I am in my 40’s now. Monday through Friday – as I am sure you can all relate – I am busy getting my kids to and from school; while they are doing their work, I do mine. Between work, a one-hour commute each way, and taking the boys to school, my husband is out of the house for 10+ hours each day.

This is life…in the big city. I wonder how often we ask ourselves: What should our existence should be like? What were we born to do? What is natural for us to do? What do we love doing?

We often get so caught up doing the life stuff – work, school, shopping – that we don’t ask ourselves what else could our existence be like. What if our kids were not in school? Imagine with me, that possibility. What else could our kids do if they were not spending those hours away from home? What books could they read, what forts could they build, long breakfasts could they eat? Now, I know there are many benefits our society receives from having an educated population. There are many ways with which to learn.
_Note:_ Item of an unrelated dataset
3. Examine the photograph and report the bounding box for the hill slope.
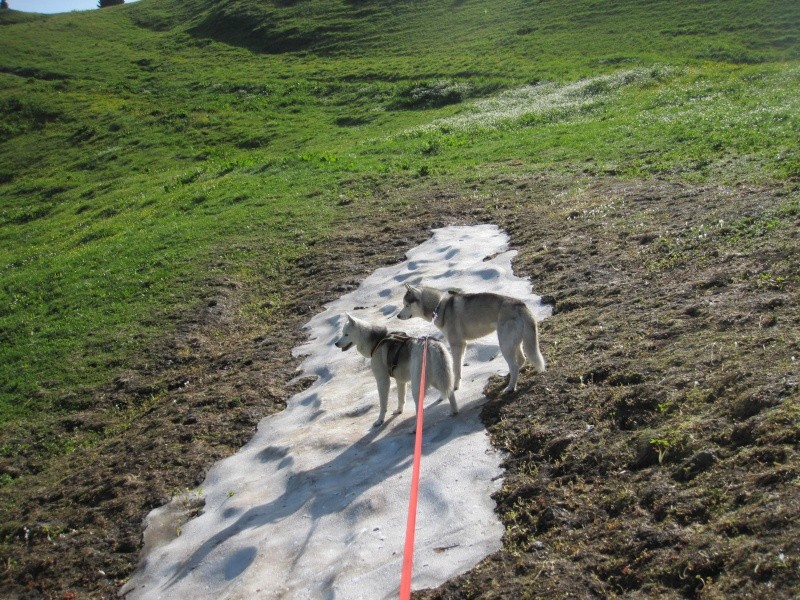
[0,0,798,597]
We did not come out of the womb driving Toyotas. Nor did we get birthed with a pencil and a piece of lined paper in our hand. Nor was our first nourishment fresh meats cut up in styrofoam plastic-wrapped trays or bags of ready-to-eat washed lettuce. These parts of our lives are the place and time we find ourselves in technologically speaking; none of them are how we must live our lives.

The catalyst for my questioning comes after touring the Magdalenian caves at Font-de-Gaume in the Dordogne region in France, near Les Eyzies-de-Tayac. Created 17,000 years ago, these caves are the last polychromatic caves open to visitors in France. While walking through the caves, I found myself wondering about the painters that created them. What type of work did they do? Were they content? Were they worried about the future? Why did they create these paintings?
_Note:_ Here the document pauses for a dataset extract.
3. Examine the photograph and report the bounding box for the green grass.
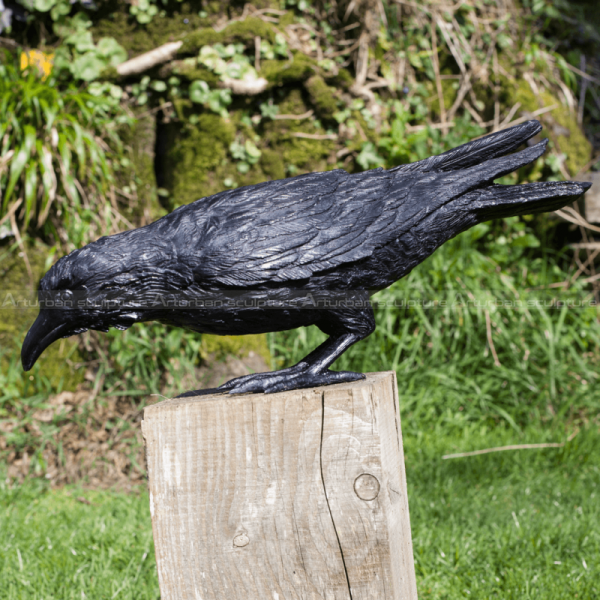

There are no answers to many of these questions. The experts have hypotheses, but they cannot really say with certainty much about the ancient culture. The one life we can say things for certain about is our own life. While it is difficult and most likely not very possible to just sell our house and go live in a forest and live off what nature provides, it is possible to spend some time – even a little time – and consider how we could live our life differently. Are we involved in work that is fulfilling, at least some of the time? If not, what would be fulfilling? What kinds of food are we eating? How do we wish we could eat? What places do we feel a calling to visit?

What contribution were we born to make in this world? If we never stop to consider these issues — we will live our lives just as every other person does. We all have a unique creative offering within us.  Just as the Magdalenians took the time to create beauty, art that continues to be enjoyed today, what will be our legacy?